The "Notes" in its printed version occupy not much more than 100 pages and are divided into three sections. The first of them tells the reader the end of the history of the Society of the United Slavs, when it merges with the Southern Society of the Decembrists. The second one highlights the uprising of the Chernigov infantry regiment, which ex-"Slavs" played a significant role in the events. The third section tells about the further fate of the rebels – about their trial, exile, and the unsuccessful rebellion of convicts organized by I.I. Sukhinov. Thus, as evidence of the author's undoubted historical self-awareness, according to the facts contained in them, "Gorbachevsky's Notes" go far beyond the limits of his biography, whoever he may be.

The last caveat is not accidental. Contrary to the well-established name of the "Notes" in the literature, we cannot unequivocally assert that their author from among the Decembrists was I.I. Gorbachevsky himself. The fact is that the first publication of this source, in the journal "Russian Archive" in 1882, issue 2, was presented under the heading "Notes of an Unknown Person from the Society of the United Slavs." The publisher (P.I. Bartenev) printed them based on an anonymous manuscript received from Siberia, accompanied by a note: "It seems that these "Notes" were compiled by former lieutenant of the 8th Artillery Brigade Ivan Ivanovich Gorbachevsky; but it is impossible to guarantee this."
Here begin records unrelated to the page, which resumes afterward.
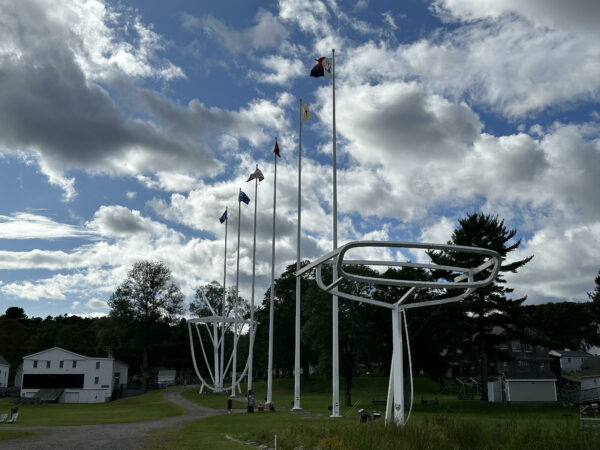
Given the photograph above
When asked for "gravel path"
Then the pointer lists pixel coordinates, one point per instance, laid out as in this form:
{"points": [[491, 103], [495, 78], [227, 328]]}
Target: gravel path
{"points": [[109, 436]]}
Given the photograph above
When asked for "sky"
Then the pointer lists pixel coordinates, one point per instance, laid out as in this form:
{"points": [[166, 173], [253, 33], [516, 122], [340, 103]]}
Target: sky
{"points": [[127, 128]]}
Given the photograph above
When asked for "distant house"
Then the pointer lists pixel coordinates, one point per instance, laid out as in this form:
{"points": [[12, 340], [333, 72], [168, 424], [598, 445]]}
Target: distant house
{"points": [[4, 368], [166, 377], [73, 378], [590, 380], [538, 386], [522, 356], [569, 360]]}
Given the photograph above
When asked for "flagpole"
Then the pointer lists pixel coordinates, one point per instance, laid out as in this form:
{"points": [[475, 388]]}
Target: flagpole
{"points": [[298, 284], [237, 299], [251, 349], [271, 306], [335, 332], [224, 303]]}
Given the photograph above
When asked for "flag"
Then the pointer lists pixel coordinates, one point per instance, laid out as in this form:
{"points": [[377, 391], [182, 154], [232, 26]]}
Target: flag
{"points": [[304, 112], [322, 69], [256, 174], [243, 198]]}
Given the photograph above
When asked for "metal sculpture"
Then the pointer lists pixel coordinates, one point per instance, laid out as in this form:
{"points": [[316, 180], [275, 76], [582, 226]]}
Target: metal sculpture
{"points": [[217, 327], [463, 278]]}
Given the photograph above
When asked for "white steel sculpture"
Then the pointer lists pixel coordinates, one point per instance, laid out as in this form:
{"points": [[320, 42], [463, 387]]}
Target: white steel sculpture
{"points": [[463, 278], [217, 327]]}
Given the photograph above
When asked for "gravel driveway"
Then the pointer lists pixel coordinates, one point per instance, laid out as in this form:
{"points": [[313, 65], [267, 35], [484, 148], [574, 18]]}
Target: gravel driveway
{"points": [[109, 436]]}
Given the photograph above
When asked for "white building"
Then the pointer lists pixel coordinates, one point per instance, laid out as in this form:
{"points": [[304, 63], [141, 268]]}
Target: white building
{"points": [[82, 379], [4, 368]]}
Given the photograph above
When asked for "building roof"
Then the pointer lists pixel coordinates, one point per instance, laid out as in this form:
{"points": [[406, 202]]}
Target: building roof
{"points": [[571, 353], [76, 355], [530, 375]]}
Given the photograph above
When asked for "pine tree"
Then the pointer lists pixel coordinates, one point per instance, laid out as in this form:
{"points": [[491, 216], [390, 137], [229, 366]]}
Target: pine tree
{"points": [[487, 307]]}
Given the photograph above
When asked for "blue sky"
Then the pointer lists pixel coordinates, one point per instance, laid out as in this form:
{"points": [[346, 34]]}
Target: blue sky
{"points": [[128, 127]]}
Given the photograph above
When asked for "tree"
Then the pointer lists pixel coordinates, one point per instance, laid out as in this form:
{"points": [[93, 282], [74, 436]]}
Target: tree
{"points": [[147, 302], [487, 307]]}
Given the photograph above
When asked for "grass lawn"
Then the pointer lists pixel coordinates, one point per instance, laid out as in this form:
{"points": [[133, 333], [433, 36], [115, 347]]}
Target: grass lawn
{"points": [[134, 409], [453, 423], [7, 435]]}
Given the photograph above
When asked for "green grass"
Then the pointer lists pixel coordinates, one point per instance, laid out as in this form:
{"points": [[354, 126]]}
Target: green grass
{"points": [[134, 409], [7, 435], [453, 423]]}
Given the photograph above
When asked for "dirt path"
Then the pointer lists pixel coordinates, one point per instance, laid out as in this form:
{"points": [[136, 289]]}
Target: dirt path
{"points": [[109, 436]]}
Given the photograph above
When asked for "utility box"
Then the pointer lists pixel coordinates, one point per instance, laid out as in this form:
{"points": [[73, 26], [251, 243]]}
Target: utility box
{"points": [[495, 391]]}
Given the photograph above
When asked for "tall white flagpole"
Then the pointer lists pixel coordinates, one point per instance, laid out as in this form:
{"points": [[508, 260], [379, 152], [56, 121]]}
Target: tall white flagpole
{"points": [[251, 350], [335, 331], [221, 376], [237, 299], [271, 303], [298, 284]]}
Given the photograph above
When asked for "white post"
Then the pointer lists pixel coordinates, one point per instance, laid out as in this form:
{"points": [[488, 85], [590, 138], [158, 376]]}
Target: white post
{"points": [[397, 368], [335, 332], [237, 299], [251, 349], [298, 284], [271, 303], [221, 375]]}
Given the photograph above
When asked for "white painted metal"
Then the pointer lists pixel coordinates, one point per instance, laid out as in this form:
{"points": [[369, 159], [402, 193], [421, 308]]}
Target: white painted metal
{"points": [[462, 278], [251, 349], [224, 300], [335, 307], [237, 299], [298, 266], [272, 300]]}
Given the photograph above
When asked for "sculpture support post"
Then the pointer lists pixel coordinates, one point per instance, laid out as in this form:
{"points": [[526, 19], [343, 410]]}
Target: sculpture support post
{"points": [[397, 368]]}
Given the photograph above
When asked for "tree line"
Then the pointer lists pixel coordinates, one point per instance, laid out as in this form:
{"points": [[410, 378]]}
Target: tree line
{"points": [[146, 328]]}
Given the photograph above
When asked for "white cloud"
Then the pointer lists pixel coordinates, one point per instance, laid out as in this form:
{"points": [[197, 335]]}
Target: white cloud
{"points": [[23, 225]]}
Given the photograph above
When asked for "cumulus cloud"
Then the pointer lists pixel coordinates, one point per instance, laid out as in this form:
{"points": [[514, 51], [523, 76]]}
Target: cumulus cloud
{"points": [[23, 225]]}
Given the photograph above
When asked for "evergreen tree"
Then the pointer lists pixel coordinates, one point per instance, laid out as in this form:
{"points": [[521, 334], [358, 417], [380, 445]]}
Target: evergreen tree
{"points": [[487, 307]]}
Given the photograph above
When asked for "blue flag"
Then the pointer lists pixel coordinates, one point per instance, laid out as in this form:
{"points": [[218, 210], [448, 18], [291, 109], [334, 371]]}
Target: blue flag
{"points": [[243, 198]]}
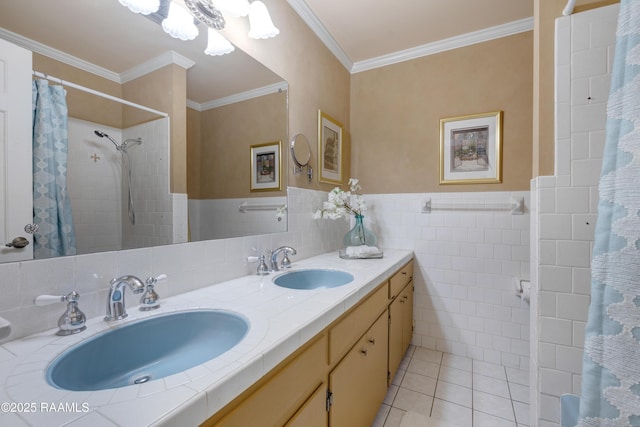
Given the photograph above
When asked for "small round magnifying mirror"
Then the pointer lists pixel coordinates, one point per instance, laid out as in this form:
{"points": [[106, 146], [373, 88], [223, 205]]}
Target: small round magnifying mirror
{"points": [[301, 154]]}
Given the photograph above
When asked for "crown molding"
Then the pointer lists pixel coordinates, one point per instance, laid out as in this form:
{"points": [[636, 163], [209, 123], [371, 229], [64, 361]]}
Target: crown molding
{"points": [[312, 21], [58, 55], [239, 97], [456, 42], [167, 58]]}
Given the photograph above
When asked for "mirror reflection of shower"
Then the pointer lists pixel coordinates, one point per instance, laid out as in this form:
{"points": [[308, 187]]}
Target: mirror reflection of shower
{"points": [[122, 148]]}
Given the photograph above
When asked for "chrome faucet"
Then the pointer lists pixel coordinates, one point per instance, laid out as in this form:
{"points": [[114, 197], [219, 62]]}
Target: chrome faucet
{"points": [[116, 309], [286, 263]]}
An overview of the existing versions of the authorship of the "Notes"

The anonymity of the first publication gave rise to doubts about Gorbachevsky's authorship, which were formulated in detail by one of the founders of Soviet Decembrist studies, M.V. Nechkina. Having demonstrated in the course of her analysis that the "Notes" could similarly belong to the pen of Gorbachevsky's comrades (whose name originally arose as an assumption of the publisher who found the manuscript), she came to the conclusion that the author of the source was most likely another member of the Society of the United Slavs, P.I. Borisov [1, pp. 136-143].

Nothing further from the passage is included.